Ten minutes later we were walking on the pavement of a dirt street, next to a low wall made of earth, stone and mud as we headed out of the new town and into the Medina - the old town, where the Hostel was. Almost everyone was wearing djellabah - the full-length flowing robes with large hoods, and the women were wearing veils. The street lighting was intermittent, and the walls of the Medina curved around punctuated by large ornate stone gates.
"I think it is this way," said Andreas after consulting the map. I followed him.
And then I fell down a manhole.
In the fraction of a second that I felt the metal plate give way underneath my feet, a lot flashed through my mind.
What was I going to land in?
Shiiiiiiiiiiiiiiiiiiiiiiiiiiiiiiiiiiiiiiiiiit! (Not necessarily, but kind of an answer to the first)
How am I going to explain this to my parents?
Help!
Hang on.
Ouch.
FUCK.
OUCH.
WHAT THE HELL?
I was suspended above empty space.
Thank God.
Unfortunately, I was suspended above empty space with a hook in my arse, bearing the full weight of me, my backpack and my daypack.
But not my hat. That had fallen off.
Andreas had turned round and was looking at me strangely. I could almost hear the thought, 'Why is the English boy in a hole?' making itself present in his mind.
"Andreas! Help!"
The burly muscular German stepped forward and came to my aid by picking up my hat.
I was beginning to attract the attention of the locals, and a couple of men in white robes stood pointing on the other side of the street.
Another excruciatingly painful fraction of a second later I realised that if I pointed my toes I could stand up on solid ground, or at least take most of the weight off the piece of metal which was wedged in my arse. A Swiss guy who'd accompanied us from the boat helped me out of what actually turned out to be a three foot deep hole, complete with a metal plate which span around if you stood on the wrong side.
I stood, shaking, next to the hole. Andreas had had the good fortune to walk over the supported side of the plate. When I walked over the other, the whole thing span round and...hooked me. There were about ten people all gathered round by now.
"Someone should do something about it," opined one Moroccan man in accented English. "You should complain. They'd listen to you. You're a tourist."

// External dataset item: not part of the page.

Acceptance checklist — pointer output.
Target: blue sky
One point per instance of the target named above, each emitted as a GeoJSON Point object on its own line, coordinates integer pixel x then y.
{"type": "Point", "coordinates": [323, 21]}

My legs were quivering with the shock. I refused offers to take my bags and I limped with everyone else, to the hostel, and collapsed onto a bunk bed in an open dormitory, which centred on an open courtyard. After Gemma and the rest of the krew went out to get food, they fed me pizza, and I fell into a pained sleep.


You know, this is the first of your gap year diaries that I've actually got around to reading. Its ace, especially the falling down a manhole bit ;-)
Ha!
It's not like I did it all the time, but thanks!
thank god you didn't, you poor thing.